I applaud Margaret Atwood for finally giving me a trilogy to read that was written the way a trilogy should be written!
Before I dive in, let me back up a bit. I read Margaret Atwood's The Handmaid's Tale a few years ago and I thought it was an excellent book. Typically, when I read a book I like, I look for other books by that same author. In this case, I didn't do that. Most likely because I always seem to have a wish list of 50 books or so. I'm always on the lookout for new (to me) apocalyptic type books so whenever I come across a list of good apocalyptic books to read, I always check it out. Back in the fall, I stumbled upon such a list and saw Oryx and Crake by Margaret Atwood listed. I was slightly hesitant to read it only because it was also listed in the science fiction genre and, honestly, I have some hangups when it comes to sci-fi. When I hear "sci-fi" I automatically think of 1980s science fiction, which I've always avoided.
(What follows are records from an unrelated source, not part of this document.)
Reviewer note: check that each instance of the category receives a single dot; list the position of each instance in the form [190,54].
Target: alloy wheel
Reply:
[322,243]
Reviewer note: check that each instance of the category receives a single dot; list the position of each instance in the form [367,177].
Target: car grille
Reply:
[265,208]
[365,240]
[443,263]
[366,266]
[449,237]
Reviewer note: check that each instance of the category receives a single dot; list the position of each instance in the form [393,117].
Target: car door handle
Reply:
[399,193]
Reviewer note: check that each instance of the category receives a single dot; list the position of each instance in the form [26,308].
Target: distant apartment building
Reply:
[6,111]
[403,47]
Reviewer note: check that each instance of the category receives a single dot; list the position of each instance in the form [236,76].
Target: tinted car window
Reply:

I decided to give this one a try and I'm so glad I did.
But back to The Handmaid's Tale for a quick minute. This book has received a bit of attention lately because of the upcoming television series (of the same name.) If you're familiar with the book, you may find this article (Rereading The Handmaid's Tale, One Month Into the Trump Era) interesting to read.
Okay, now let's discuss the MaddAddam Trilogy and why this is the perfect example of how a trilogy should be written. My issue with other trilogies I've read is that, in my opinion, they really should just be lengthy novels but they've been broken out into three books and there's seems to be some stretching involved to create those three books. This was not the case with Atwood's trilogy.
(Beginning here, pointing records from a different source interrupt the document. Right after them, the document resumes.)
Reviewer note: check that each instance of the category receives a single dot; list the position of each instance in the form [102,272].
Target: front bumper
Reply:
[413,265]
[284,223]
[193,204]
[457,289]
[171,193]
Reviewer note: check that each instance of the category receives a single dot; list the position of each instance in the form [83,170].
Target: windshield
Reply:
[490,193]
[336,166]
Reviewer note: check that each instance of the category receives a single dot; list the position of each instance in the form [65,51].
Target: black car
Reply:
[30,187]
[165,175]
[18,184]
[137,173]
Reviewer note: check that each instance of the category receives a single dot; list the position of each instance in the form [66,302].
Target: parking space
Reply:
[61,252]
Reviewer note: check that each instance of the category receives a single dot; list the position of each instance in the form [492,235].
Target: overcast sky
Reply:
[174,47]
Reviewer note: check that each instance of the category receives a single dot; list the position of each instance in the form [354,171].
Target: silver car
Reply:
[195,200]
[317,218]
The first book in the trilogy flips back and forth describing two different time periods. There's the post-apocalyptic world and then the time leading up to it. That time is actually our future world, which was so well crafted by Atwood. I preferred that part of the book to the post-apocalyptic chapters. The second book, which in most trilogies is simply a continuation of the first book, details the lives of other characters, many of whom played a minor role in the first book, during that future world and then post-apocalyptic. The second book also gives you a different viewpoint leading up to the end of civilization. I enjoyed reading this book the most out of all three. The third book pulls all the characters together and provides the backstory of the creation of the God's Gardeners. I was slightly disappointed at the beginning of this one. It sort of dragged on without much happening and while I normally don't need a page turner, it seemed a bit pointless. The backstory contained a few subtle twists and tied the plot of the first two books together.
As for falling under the science fiction genre, Atwood herself has stated that what she writes could in fact happen and that she doesn't necessarily believe her writing should be classified as sci-fi. "Although MadAddam is a work of fiction, it does not include any technologies or biobeings that do not already exist, are not under construction, or are not possible in theory."
Atwood's attention to detail in creating a future world was incredible. She included the effects of global warming, such as a hurricane wiping out Texas, which resulted in a wall being built to keep out the refugees. There's also the fact that New Jersey has the intense heat and afternoon thunderstorms of an incredibly hot Florida.
I would highly recommend this trilogy, especially if you enjoy detail and future world, apocalyptic type novels.